Balance through knowledge and humility. Tonight while observing, I noticed when the teacher almost skipped a movement they had cued on the first side- as she caught it, she kept her calm and gently said, “Sorry guys, I almost left you unbalanced.” She then fluidly cued them through the pose and the class never missed a beat. Even in her humility of admitting she forgot something, she shared the knowledge of the importance of balance in our practice.
Adaptability. I’ve often witnessed that classes can be filled with a very mixed level of practitioners- which could be overwhelming and daunting. I witnessed it the other night and I listened as the teacher gave variations to poses and offered adjustments- taking a little extra time where they could to guide the class and letting the students find things for themselves when necessary. They were present, steady, and supportive while still being adaptable to the needs of the room.

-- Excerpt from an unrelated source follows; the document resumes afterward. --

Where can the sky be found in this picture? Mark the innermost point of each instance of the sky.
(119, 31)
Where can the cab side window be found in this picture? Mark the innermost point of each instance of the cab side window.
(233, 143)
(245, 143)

I am doing my best to stay positive and focus on the aspects of training that I can right now- despite how much I would love to be hanging out in a handstand! Even if I can’t physically practice, it’s inspiring to watch experienced teachers guide a room of students. It’s also a reminder to slow down and listen to my body- a good lesson that I seem to constantly be in need of and one that can only benefit me if I am lucky enough to teach one day. Both teaching and practicing yoga offers so many lessons and opportunities to grow. I’m trying to take in as much as I can.